It has been a pleasure to work with Edge Hill University in the partnership with the ASK Club at the Ecumenical Centre in Skelmersdale. Teaching on this project has been a great opportunity to offer skills and knowledge to those who really need it and make a difference to a person’s language ability and experience in the UK. My approach has been to offer a friendly, supportive, and sensitive environment which has made for an enjoyable and rewarding experience for the refugees and for me.
The project has helped develop me as a person and given me the opportunity to interact with and get to know a very interesting group of people I wouldn’t have met otherwise. The students look forward to the classes and are improving their English while I really enjoy teaching too. I am thankful to have been able to practice and improve my language teaching skills and have been equally glad to have the chance to get to know the people from the Skelmersdale Ecumenical Centre and the ASK Club. Providing the refugees and asylum seekers with the help they need to learn English is essential for their immersion into British society. It was incredible to witness their gratitude, their dedication to learning, and their motivation to use this skill to obtain opportunities and create a meaningful life for themselves.

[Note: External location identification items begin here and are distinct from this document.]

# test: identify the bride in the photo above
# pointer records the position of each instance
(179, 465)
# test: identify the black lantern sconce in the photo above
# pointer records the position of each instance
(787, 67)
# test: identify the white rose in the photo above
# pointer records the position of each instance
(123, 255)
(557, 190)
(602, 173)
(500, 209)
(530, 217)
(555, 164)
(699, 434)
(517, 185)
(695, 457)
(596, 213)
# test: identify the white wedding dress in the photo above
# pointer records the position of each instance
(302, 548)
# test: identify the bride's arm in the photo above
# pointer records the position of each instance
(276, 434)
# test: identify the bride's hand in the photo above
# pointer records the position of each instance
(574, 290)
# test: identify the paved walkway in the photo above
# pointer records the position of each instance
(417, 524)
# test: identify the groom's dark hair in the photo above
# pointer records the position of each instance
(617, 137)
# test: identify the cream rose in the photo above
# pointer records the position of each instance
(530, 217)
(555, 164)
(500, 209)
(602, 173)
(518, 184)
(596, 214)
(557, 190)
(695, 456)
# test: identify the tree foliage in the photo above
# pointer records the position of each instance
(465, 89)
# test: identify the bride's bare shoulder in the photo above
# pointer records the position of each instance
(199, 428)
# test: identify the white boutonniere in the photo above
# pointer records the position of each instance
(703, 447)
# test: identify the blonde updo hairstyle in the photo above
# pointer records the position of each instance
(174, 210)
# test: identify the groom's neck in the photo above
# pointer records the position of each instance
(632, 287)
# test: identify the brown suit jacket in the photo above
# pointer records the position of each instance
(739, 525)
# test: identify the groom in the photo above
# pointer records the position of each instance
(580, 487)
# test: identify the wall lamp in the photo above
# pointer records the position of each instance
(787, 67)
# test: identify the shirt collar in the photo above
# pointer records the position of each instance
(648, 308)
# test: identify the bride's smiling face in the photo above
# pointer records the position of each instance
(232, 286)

This experience helped me understand that due to their life experiences and circumstances, refugees have unique needs for second language acquisition (SLA). Learning the language of their receiving country meets several goals of refugee integration, specifically, competence in the new language can promote social and economic independence to rebuild a positive future, and foster understanding of the receiving society. The ability to speak English opens doors to integration and free and accessible language education is a necessity. Classes should be adequately funded and tailored to the needs of language learners at all levels of proficiency.